There is already grandfamily housing in at least a half dozen cities across the country — including Boston, New York, Georgia and Minnesota — and the national Department of Housing and Urban Development is taking applications for $4 million in grant funds to be awarded for construction of more units.
"There’s been a great deal of interest," said Donna Butts, executive director of Generations United, a nonprofit entity that advocates for grandfamilies. "People are becoming aware of the needs of the families and learning from the successes that, in particular, New York is having."
According to the 2000 census, there are roughly 4.5 million children being raised by grandparents in 2.5 million households. There’s thought to be about 64,000 children being raised by grandparents in the Kansas City area.
The new development, named Pemberton Park, is being created by Parkville-based affordable-housing developer Cougar Capital with the help of Affordable Housing Kansas City and Family Friends, a support system for grandfamilies that’s based at Children’s Mercy Hospital.
The development is aimed to reduce the burden of parenting on grandparents by building it within walking distance of a medical clinic, a daycare center, grocery and other stores, and a bus line. Each unit will have a washer and dryer, and there will be regular support meetings for the grandparents to trade advice and find adult companionship.
There also will be educational services to support grandparents who find themselves having to help out with homework.

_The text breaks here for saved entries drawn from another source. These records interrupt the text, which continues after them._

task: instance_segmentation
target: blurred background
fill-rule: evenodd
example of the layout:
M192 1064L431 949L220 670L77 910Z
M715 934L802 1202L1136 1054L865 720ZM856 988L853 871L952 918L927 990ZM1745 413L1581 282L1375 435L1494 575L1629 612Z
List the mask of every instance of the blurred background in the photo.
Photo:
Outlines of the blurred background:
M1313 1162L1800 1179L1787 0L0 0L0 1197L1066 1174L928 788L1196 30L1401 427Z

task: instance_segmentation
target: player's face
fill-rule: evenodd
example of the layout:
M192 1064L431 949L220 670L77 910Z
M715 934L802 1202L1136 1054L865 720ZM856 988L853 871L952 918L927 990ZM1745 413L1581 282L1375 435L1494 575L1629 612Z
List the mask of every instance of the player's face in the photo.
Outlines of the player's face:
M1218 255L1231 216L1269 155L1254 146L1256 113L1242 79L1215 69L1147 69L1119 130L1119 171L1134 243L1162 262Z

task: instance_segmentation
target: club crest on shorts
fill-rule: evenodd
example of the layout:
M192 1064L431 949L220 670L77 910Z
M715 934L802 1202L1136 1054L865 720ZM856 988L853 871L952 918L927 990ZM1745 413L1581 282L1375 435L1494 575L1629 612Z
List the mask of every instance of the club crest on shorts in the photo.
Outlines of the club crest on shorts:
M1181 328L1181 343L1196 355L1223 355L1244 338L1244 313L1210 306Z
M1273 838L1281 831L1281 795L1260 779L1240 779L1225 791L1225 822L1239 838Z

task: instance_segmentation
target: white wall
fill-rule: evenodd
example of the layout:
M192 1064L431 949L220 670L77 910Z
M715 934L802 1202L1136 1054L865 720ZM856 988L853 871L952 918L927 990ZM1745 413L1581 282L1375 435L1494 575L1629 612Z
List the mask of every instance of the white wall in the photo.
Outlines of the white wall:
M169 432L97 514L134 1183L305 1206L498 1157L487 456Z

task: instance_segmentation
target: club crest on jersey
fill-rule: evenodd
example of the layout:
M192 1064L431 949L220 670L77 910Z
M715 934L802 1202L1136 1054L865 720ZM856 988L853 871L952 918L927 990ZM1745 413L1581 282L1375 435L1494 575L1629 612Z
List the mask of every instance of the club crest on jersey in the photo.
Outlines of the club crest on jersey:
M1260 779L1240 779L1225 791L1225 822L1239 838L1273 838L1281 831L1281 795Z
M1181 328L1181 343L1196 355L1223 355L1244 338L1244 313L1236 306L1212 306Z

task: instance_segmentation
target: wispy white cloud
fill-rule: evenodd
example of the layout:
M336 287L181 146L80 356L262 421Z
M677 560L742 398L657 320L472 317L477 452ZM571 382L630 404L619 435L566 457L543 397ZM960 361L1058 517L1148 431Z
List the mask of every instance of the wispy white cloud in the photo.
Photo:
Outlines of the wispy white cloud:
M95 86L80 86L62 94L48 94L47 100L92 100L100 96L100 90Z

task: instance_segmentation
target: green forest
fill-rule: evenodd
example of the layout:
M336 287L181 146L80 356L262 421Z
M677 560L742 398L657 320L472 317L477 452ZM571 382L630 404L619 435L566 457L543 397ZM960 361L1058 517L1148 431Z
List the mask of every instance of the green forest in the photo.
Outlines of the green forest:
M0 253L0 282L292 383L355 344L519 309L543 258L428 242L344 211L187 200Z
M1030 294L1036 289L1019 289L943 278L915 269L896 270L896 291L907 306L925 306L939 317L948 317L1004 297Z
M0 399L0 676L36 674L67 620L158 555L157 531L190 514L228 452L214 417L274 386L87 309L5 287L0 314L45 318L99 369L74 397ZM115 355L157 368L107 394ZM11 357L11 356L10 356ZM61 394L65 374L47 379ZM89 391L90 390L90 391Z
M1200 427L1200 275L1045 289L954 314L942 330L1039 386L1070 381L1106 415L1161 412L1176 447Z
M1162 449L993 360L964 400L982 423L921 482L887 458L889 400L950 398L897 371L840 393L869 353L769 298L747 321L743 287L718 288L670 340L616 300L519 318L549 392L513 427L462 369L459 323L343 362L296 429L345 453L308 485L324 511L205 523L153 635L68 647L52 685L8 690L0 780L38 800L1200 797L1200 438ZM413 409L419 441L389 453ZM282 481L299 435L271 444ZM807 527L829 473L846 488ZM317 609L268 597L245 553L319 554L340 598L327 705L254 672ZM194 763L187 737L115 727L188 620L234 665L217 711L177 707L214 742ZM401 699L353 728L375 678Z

"I did it the way I was taught to do it," said Wilma Howard, of Liberty, who’s raising two grandchildren. "It seems like everything has changed. The math is different now. You have to show how to get the answer."
Grandfamily housing has gone over particularly well in New York, which provided the inspiration for the Kansas City project.
The New York development, which opened in 2005, features 24-hour security and a team of social workers, tutors and counselors available for the 50 families living there. Most of the children at the development have done well in school and socially, according to David Taylor, executive director of Presbyterian Senior Services.
"There is a lot less stress in their environment," he said. "I think overall they’re pleased with the progress their grandchildren are making. They’re gaining skills in terms of raising the kids."